3.Waiver of Inconsistent Rules
- In this Order we make revisions to Part 51 of the Commission’s rules as described above to facilitate implementation of Step 1 of the intercarrier compensation rate transition. We intend for the revisions contained in this Order to apply to 2012 annual access charge tariff filings, which must be effective by July 3, 2012.[48] Because the rule revisions adopted herein cannot be published in the Federal Register and made effective before the required effective date, we find that good cause exists to waive applicable sections of Part 51 to the extent necessary to allow LECs to make annual access tariff filings in accordance with the rule revisions adopted herein.[49]
III.procedural matters
A.Paperwork Reduction Act
- This document does not contain new or modified information collection requirements subject to the Paperwork Reduction Act of 1995 (PRA), Public Law 104-13. Therefore, it does not contain any new or modified information collection burden for small business concerns with fewer than 25 employees, pursuant to the Small Business Paperwork Relief Act of 2002, Public Law 107-198, see44 U.S.C. § 3506(c)(4).
B.Final Regulatory Flexibility Act Certification
- The Regulatory Flexibility Act of 1980, as amended (RFA),[50]requires that a regulatory flexibility analysis be prepared for rulemaking proceedings, unless the agency certifies that “the rule will not have a significant economic impact on a substantial number of small entities.”[51] The RFA generally defines “small entity” as having the same meaning as the terms “small business,” “small organization,” and “small governmental jurisdiction.”[52] In addition, the term “small business” has the same meaning as the term “small business concern” under the Small Business Act.[53] A small business concern is one which (1) is independently owned and operated; (2) is not dominant in its field of operation; and (3) satisfies any additional criteria established by the Small Business Administration (SBA).[54]
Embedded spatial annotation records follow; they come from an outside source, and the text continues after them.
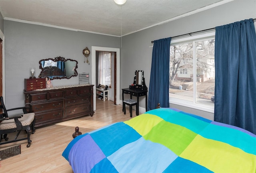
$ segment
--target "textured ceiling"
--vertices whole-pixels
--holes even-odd
[[[121,6],[113,0],[0,0],[0,12],[5,20],[120,36],[232,0],[127,0]]]

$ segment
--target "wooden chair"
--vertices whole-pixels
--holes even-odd
[[[123,101],[123,112],[124,112],[124,114],[126,114],[125,105],[127,104],[130,106],[130,116],[132,117],[132,106],[136,105],[136,115],[139,115],[139,108],[137,103],[137,101],[132,99],[124,100]]]
[[[26,107],[22,107],[14,108],[6,110],[4,104],[3,98],[2,96],[0,96],[0,111],[2,110],[0,114],[0,145],[10,143],[23,140],[28,140],[27,147],[29,147],[31,144],[30,139],[30,134],[35,132],[35,114],[34,113],[28,113],[26,108],[29,108]],[[18,116],[8,116],[7,112],[11,110],[22,109],[24,114]],[[27,133],[27,137],[17,139],[22,130],[26,130]],[[17,134],[12,140],[8,140],[7,134],[11,133],[17,132]],[[4,139],[5,141],[2,142],[2,140]]]

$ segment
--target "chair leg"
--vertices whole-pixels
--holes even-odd
[[[28,145],[27,145],[27,147],[28,147],[30,146],[31,142],[32,142],[30,140],[30,135],[31,134],[31,129],[30,126],[28,126],[27,128],[27,135],[28,138]]]
[[[130,117],[131,118],[132,117],[132,106],[130,105]]]
[[[126,113],[126,108],[125,108],[125,104],[123,104],[123,109],[124,109],[124,114],[125,115]]]
[[[32,127],[31,128],[32,129],[32,134],[34,134],[35,133],[35,132],[36,132],[36,128],[35,128],[35,124],[36,123],[36,118],[34,119],[33,120],[33,122],[32,123]]]

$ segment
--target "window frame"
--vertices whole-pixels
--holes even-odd
[[[176,39],[172,39],[171,41],[170,45],[176,45],[180,44],[185,44],[188,43],[193,43],[193,58],[196,57],[196,52],[195,42],[202,40],[205,40],[207,39],[215,39],[215,31],[211,31],[207,33],[201,33],[195,35],[183,37],[182,38],[177,38]],[[196,74],[196,58],[193,58],[193,73]],[[193,83],[194,86],[196,86],[196,78],[193,78]],[[207,105],[203,104],[200,104],[196,102],[196,87],[193,88],[193,101],[191,102],[184,100],[179,99],[178,98],[173,98],[171,97],[169,95],[169,103],[174,104],[176,104],[181,106],[187,107],[194,109],[198,109],[204,111],[208,112],[210,113],[214,113],[214,106]]]

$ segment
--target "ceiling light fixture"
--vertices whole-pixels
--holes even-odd
[[[126,2],[127,0],[114,0],[115,3],[120,6],[123,5]]]

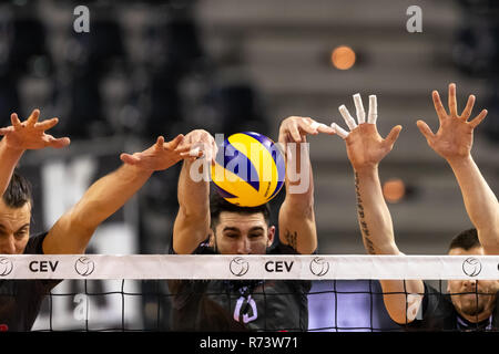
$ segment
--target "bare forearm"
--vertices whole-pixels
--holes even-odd
[[[310,254],[317,249],[317,230],[314,214],[314,178],[307,154],[297,152],[288,158],[288,168],[294,168],[297,178],[286,175],[286,198],[279,210],[279,239],[301,254]],[[288,155],[289,156],[289,155]],[[294,176],[292,176],[294,177]]]
[[[12,149],[7,146],[4,140],[0,142],[0,197],[6,192],[12,173],[23,153],[23,149]]]
[[[366,251],[369,254],[399,254],[376,167],[355,171],[355,190],[357,219]]]
[[[210,232],[210,183],[193,180],[191,168],[195,165],[185,160],[179,178],[180,208],[173,226],[173,249],[179,254],[192,253]]]
[[[197,176],[202,176],[204,164],[196,164],[196,162],[184,162],[179,178],[179,205],[186,216],[204,216],[210,212],[210,181],[203,178],[200,181],[195,181],[191,177],[191,171],[201,165],[196,173]],[[206,171],[207,173],[207,171]]]

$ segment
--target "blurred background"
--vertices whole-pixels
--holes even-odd
[[[74,31],[77,6],[90,11],[88,33]],[[410,6],[421,9],[421,32],[407,30]],[[446,253],[471,223],[451,169],[416,121],[436,132],[432,90],[447,102],[448,84],[457,83],[459,110],[475,94],[473,115],[489,115],[472,155],[498,192],[498,18],[495,0],[1,1],[0,125],[11,112],[26,118],[39,107],[44,118],[60,117],[53,135],[72,139],[65,150],[22,159],[35,187],[33,231],[118,168],[120,153],[142,150],[160,134],[254,131],[277,139],[291,115],[345,127],[337,108],[354,113],[352,95],[360,93],[366,111],[368,95],[377,95],[383,136],[404,127],[380,166],[399,249]],[[309,143],[318,252],[364,254],[344,143]],[[90,252],[165,252],[179,168],[154,174],[99,229]],[[275,217],[283,198],[273,201]],[[144,303],[145,316],[157,313]]]

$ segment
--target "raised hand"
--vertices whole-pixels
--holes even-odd
[[[11,126],[0,128],[0,135],[4,136],[4,143],[9,148],[17,150],[41,149],[45,147],[62,148],[70,144],[68,137],[54,138],[45,134],[45,131],[54,127],[58,118],[38,122],[40,111],[34,110],[29,118],[21,122],[16,113],[12,113]]]
[[[440,122],[437,134],[434,134],[424,121],[417,122],[428,145],[447,160],[469,156],[473,144],[473,129],[487,116],[487,110],[482,110],[475,118],[468,121],[476,100],[475,95],[470,95],[461,115],[458,115],[454,83],[449,84],[449,113],[444,108],[438,91],[432,92],[432,98]]]
[[[207,162],[215,163],[218,147],[213,136],[203,129],[195,129],[185,135],[181,144],[181,148],[190,145],[187,152],[183,152],[182,156],[189,160],[195,160],[197,157],[205,157]]]
[[[325,124],[317,123],[310,117],[291,116],[281,123],[279,143],[306,143],[306,135],[325,133],[333,135],[334,129]]]
[[[401,126],[397,125],[391,128],[386,138],[383,138],[377,128],[377,98],[375,95],[369,96],[369,113],[367,123],[365,123],[365,112],[359,94],[354,95],[355,106],[357,108],[357,123],[349,114],[345,105],[339,107],[339,112],[344,117],[350,132],[346,132],[337,124],[333,123],[332,127],[345,139],[348,159],[356,171],[371,169],[376,167],[381,159],[391,150],[395,142],[400,134]]]
[[[180,146],[183,140],[182,134],[169,143],[165,143],[164,137],[160,136],[153,146],[142,153],[121,154],[120,158],[123,163],[144,170],[164,170],[183,159],[182,153],[191,149],[190,144]]]

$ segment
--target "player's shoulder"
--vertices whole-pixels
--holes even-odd
[[[30,236],[24,248],[24,254],[43,254],[43,240],[49,232],[41,232]]]

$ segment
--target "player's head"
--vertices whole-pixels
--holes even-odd
[[[450,256],[483,256],[476,229],[457,235],[450,242]],[[497,280],[449,280],[447,291],[456,310],[471,322],[488,319],[493,311],[496,293],[499,290]],[[456,295],[452,295],[456,294]]]
[[[265,254],[274,240],[268,205],[243,208],[213,192],[210,244],[222,254]]]
[[[9,186],[0,198],[0,253],[21,254],[30,235],[31,186],[13,173]]]

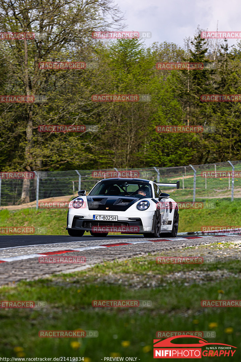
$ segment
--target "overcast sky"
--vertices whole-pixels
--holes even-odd
[[[125,30],[147,31],[153,42],[166,41],[182,46],[185,37],[193,37],[197,26],[219,31],[241,31],[240,0],[115,0],[125,13]],[[229,39],[229,45],[236,41]]]

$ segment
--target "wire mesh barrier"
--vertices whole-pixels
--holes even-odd
[[[162,189],[162,192],[171,192],[177,201],[215,201],[217,198],[233,201],[234,198],[241,197],[241,161],[228,161],[173,167],[2,172],[0,206],[34,202],[38,209],[40,200],[61,197],[70,199],[80,190],[86,190],[88,193],[98,181],[113,177],[156,180],[163,182],[179,181],[179,189],[164,187]]]

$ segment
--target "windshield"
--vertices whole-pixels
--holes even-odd
[[[150,184],[139,181],[103,181],[97,184],[89,194],[90,196],[130,196],[139,198],[152,197]]]

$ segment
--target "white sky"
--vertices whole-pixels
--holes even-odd
[[[126,19],[126,30],[149,31],[154,42],[175,43],[193,37],[201,29],[216,31],[241,31],[240,0],[115,0]],[[237,41],[229,39],[229,46]]]

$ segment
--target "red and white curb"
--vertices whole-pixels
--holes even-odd
[[[241,236],[241,234],[238,234]],[[85,251],[86,250],[91,250],[93,249],[100,249],[103,248],[109,248],[111,247],[121,246],[122,245],[131,245],[133,244],[141,244],[145,243],[157,243],[160,241],[175,241],[180,240],[190,240],[191,239],[199,239],[206,237],[215,237],[217,236],[227,236],[230,235],[230,234],[223,235],[206,235],[205,236],[199,235],[197,236],[185,236],[183,237],[167,238],[167,239],[154,239],[153,240],[137,240],[135,241],[123,242],[120,243],[109,243],[107,244],[102,244],[100,245],[94,245],[93,246],[85,247],[82,248],[79,248],[77,249],[65,249],[63,250],[58,250],[56,251],[50,251],[39,253],[38,254],[30,254],[25,255],[18,255],[17,256],[13,256],[8,258],[2,258],[0,257],[0,263],[5,263],[8,261],[17,261],[19,260],[23,260],[27,259],[31,259],[33,258],[38,258],[40,256],[47,256],[48,255],[56,255],[60,254],[65,254],[66,253],[73,253],[75,251]],[[40,244],[41,245],[41,244]],[[11,248],[6,248],[11,249]],[[1,249],[0,249],[0,251]]]

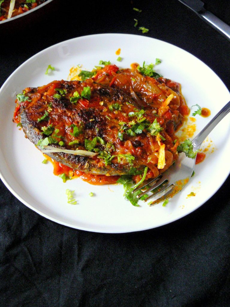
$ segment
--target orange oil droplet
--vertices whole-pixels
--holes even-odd
[[[115,53],[117,56],[120,55],[120,53],[121,53],[121,48],[119,48],[119,49],[117,49]]]
[[[201,109],[201,116],[203,117],[208,117],[211,115],[211,111],[207,108],[202,108]]]

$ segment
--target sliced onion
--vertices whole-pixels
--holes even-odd
[[[13,14],[13,9],[14,8],[15,5],[15,0],[10,0],[9,11],[8,12],[8,16],[7,17],[8,19],[11,18],[12,14]]]
[[[92,153],[87,150],[71,150],[69,149],[62,149],[57,147],[53,147],[48,145],[44,146],[44,149],[41,150],[44,154],[49,153],[64,153],[65,154],[70,154],[77,156],[83,156],[84,157],[94,157],[98,154],[95,153]]]

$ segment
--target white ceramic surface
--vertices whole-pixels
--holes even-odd
[[[116,61],[115,53],[119,48],[123,59],[120,62]],[[91,185],[79,178],[63,183],[53,175],[50,163],[42,164],[42,154],[12,122],[17,93],[28,87],[66,80],[71,66],[82,64],[83,69],[91,70],[103,60],[125,68],[134,62],[155,63],[156,58],[162,60],[156,71],[181,84],[189,107],[198,103],[210,110],[211,115],[208,118],[196,117],[197,131],[230,99],[222,81],[195,56],[168,43],[140,36],[109,34],[73,39],[41,51],[16,69],[0,90],[0,175],[13,194],[52,220],[79,229],[108,233],[141,230],[167,224],[192,212],[209,199],[229,173],[229,115],[210,135],[214,152],[196,166],[195,176],[163,207],[159,204],[150,208],[142,202],[140,207],[133,206],[123,196],[121,185]],[[45,75],[49,64],[56,70]],[[75,190],[77,204],[67,203],[67,188]],[[192,191],[196,196],[188,198]],[[95,194],[92,197],[89,196],[91,192]]]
- This Order clarifies, but does not otherwise modify, the USF/ICC Transformation Order. These clarifications do not create any burdens, benefits, or requirements that were not addressed by the Final Regulatory Flexibility Analysis attached to USF/ICC Transformation Order. Therefore, we certify that the requirements of this Order will not have a significant economic impact on a substantial number of small entities. The Commission will send a copy of the Order including a copy of this final certification in a report to Congress pursuant to the Small Business Regulatory Enforcement Fairness Act of 1996; see5 U.S.C. § 801(a)(1)(A). In addition, the Order and this certification will be sent to the Chief Counsel for Advocacy of the Small Business Administration, and will be published in the Federal Register. See 5 U.S.C. § 605(b).
C.Congressional Review Act
- The Commission will send a copy of this Order to Congress and the Government Accountability Office pursuant to the Congressional Review Act.[55]
IV. ORDERING CLAUSES
- Accordingly, IT IS ORDERED, pursuant to the authority contained in sections 1, 2, 4(i), 201-203, 220, 251, 252, 303(r), 332, and 403 of the Communications Act of 1934, as amended, 47 U.S.C. §§ 151, 152, 154(i), 201-203, 220, 251, 252, 303(r), 332, 403, and pursuant to sections 0.91, 0.201(d), 0.291, 1.3, and 1.427 of the Commission's rules, 47 C.F.R. §§ 0.91, 0.201(d), 0.291, 1.3, 1.427 and pursuant to the delegation of authority in paragraph 1404 of 26 FCC Rcd 17663 (2011) that this Order IS ADOPTED, effective thirty (30) days after publication of the text or summary thereof in the Federal Register.
- IT IS FURTHER ORDERED that Part 51 of the Commission's rules, 47 C.F.R. Parts 51.907, 51.909, 51.911, 51.915, and 51.917, are AMENDED as set forth in the Appendix, and such rule amendments shall be effective 30 days after the date of publication of the rule amendments in the Federal Register.
- IT IS FURTHER ORDERED that pursuant to section 1.3 of the Commission’s rules, 47 C.F.R. § 1.3, and pursuant to authority delegated in sections 0.91 and 0.291 of the Commission’s rules, 47 C.F.R. §§0.91, 0.291, sections 54.712, and 61.59 of the Commission’s rules, 47 C.F.R. §§ 54.712, and 61.59(a) ARE WAIVED effective upon release of this Order for the limited purposes specified in this Order.
- IT IS FURTHER ORDERED that, pursuant to section 1.3 of the Commission’s rules, 47 C.F.R. § 1.3, and pursuant to authority delegated in sections 0.91 and 0.291 of the Commission’s rules, 47 C.F.R. §§ 0.91, 0.291, Parts 51.907, 51.909, 51.911, 51.915, and 51.917 of the Commission’s rules, 47 C.F.R. §§ 51.907, 51.909, 51.911, 51.915, and 51.917, ARE WAIVED effective upon release of this Order for the limited purpose specified in paragraph 19, supra.
- IT IS FURTHER ORDERED that the Commission SHALL SEND a copy of this Order to Congress and the Government Accountability Office pursuant to the Congressional Review Act, see 5 U.S.C. § 801(a)(1)(A).